UConn academics could jeopardize 2013 tourney

By Mac Cerullo

UConn academics could jeopardize 2013 tourney

The NCAA adopted new rules for improving academic performance yesterday, which could keep the UConn men’s basketball team out of the 2013 NCAA Tournament.

The rules, adopted by the NCAA Division I Board of Directors, state that a school cannot participate in the 2013 tournament if its two-year Academic Progress Rate (APR) average is below 930, or if its four-year average is below 900.

The rules won’t be implemented until after this coming season, however, so UConn will be able to compete in this year’s tournament.

UConn’s single-year APR score in 2009-10 was 826, and its most recent four-year APR average was 893. Reportedly, UConn’s single-year APR score from this past season was 975, but even with the improvement, the Huskies’ averages would still fall below the threshold, with a two-year average of 900.5 and a four-year average of 888.5.

The NCAA clarified that the two years used in the averages would be the 2009-10 and 2010-11 years.

“The University of Connecticut has received clarification today that the two APR years for determining eligibility for the 2012-13 NCAA Championships will be 2009-10 and 2010-11,” UConn said in a statement to the Associated Press.

There are some possibilities that could help UConn improve its numbers before the 2013 tournament. Mike Enright, associate athletic director of athletics/communication, said that it was premature to say that UConn would not be eligible, and that there were likely to be some finishing touches before anything could be certain.

UConn President Susan Herbst said in a statement that she agreed with the NCAA’s new rules and that she hoped they could be implemented in the fairest way possible.

“It is my understanding that the NCAA has already begun examining the fairest method for implementing the new rules and I encourage them to make the time frame between a violation and a punish ment as short as possible,” Herbst said. ” Again, we are pleased with the outcome of today’s NCAA decisions and they certainly fit where I want to take this university. Our newly implemented academic plan has already produced an extraordinarily high APR score for our men’s basketball team in 2010-11.”

According to the Hartford Courant, the NCAA is studying the possibility of using numbers from 2010-11 and 2011-12 instead of 2009-10 and 2010-11. For that to be possible, the APR scores would have to be released earlier. They are currently released in May, after the NCAA Tournament.

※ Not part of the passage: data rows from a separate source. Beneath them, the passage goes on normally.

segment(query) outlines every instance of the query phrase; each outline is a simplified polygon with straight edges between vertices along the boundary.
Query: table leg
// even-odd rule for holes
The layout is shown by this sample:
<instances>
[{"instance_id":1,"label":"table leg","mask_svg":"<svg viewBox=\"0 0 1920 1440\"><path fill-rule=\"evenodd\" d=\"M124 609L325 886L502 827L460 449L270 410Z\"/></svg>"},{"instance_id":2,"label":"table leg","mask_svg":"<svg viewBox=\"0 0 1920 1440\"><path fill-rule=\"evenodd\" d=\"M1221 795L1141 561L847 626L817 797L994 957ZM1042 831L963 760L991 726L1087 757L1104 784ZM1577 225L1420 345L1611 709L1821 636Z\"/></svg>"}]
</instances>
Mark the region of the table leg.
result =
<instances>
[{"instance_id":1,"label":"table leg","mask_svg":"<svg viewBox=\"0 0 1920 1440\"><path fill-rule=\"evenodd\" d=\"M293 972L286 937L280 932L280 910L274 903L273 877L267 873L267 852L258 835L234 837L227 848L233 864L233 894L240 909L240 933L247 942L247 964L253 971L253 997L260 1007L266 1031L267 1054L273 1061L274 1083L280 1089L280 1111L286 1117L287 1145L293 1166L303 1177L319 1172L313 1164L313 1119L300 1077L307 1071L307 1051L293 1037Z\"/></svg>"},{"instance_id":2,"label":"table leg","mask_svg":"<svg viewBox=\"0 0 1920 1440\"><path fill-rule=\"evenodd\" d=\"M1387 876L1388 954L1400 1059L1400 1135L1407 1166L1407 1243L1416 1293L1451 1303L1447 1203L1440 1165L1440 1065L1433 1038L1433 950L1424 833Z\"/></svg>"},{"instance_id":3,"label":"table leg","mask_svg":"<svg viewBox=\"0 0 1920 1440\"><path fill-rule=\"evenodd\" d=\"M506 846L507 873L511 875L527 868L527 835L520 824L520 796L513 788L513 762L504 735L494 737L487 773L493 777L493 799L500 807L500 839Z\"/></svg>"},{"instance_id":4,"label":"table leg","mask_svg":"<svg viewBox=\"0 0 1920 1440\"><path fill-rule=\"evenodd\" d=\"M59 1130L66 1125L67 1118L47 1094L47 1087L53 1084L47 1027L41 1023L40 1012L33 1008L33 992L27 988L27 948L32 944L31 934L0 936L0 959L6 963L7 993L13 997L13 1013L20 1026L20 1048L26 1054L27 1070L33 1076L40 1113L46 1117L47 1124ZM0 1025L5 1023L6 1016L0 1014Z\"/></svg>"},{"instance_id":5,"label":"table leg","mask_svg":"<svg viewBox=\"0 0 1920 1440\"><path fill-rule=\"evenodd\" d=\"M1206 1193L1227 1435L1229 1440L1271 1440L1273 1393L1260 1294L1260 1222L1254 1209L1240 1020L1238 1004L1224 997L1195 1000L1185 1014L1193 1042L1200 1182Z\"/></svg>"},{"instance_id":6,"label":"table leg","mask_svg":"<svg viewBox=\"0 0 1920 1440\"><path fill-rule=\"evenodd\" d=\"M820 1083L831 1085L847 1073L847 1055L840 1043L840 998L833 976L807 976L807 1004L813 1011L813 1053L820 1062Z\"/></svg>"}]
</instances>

The Courant’s story reported that the NCAA Committee on Academic Progress has asked NCAA staffers to work with individual schools to determine the feasibility of gathering data more quickly. The story noted that one complication is the fact that some schools run on semesters, others on trimesters and still others on quarters.

One plan that has reportedly been discussed is a system that would release APR scores for winter and spring sports in January and the scores for fall sports in the summer after the conclusion of the College World Series. That would allow scores to be released before the tournament, and a program would learn midseason if it would be eligible, not before the season.

Another possibility would be for UConn to appeal, although Walter Harrison, the president of the University of Hartford and the chairman of the NCAA’s Committee on Academic Progress, indicated that the appeals process would be very strict.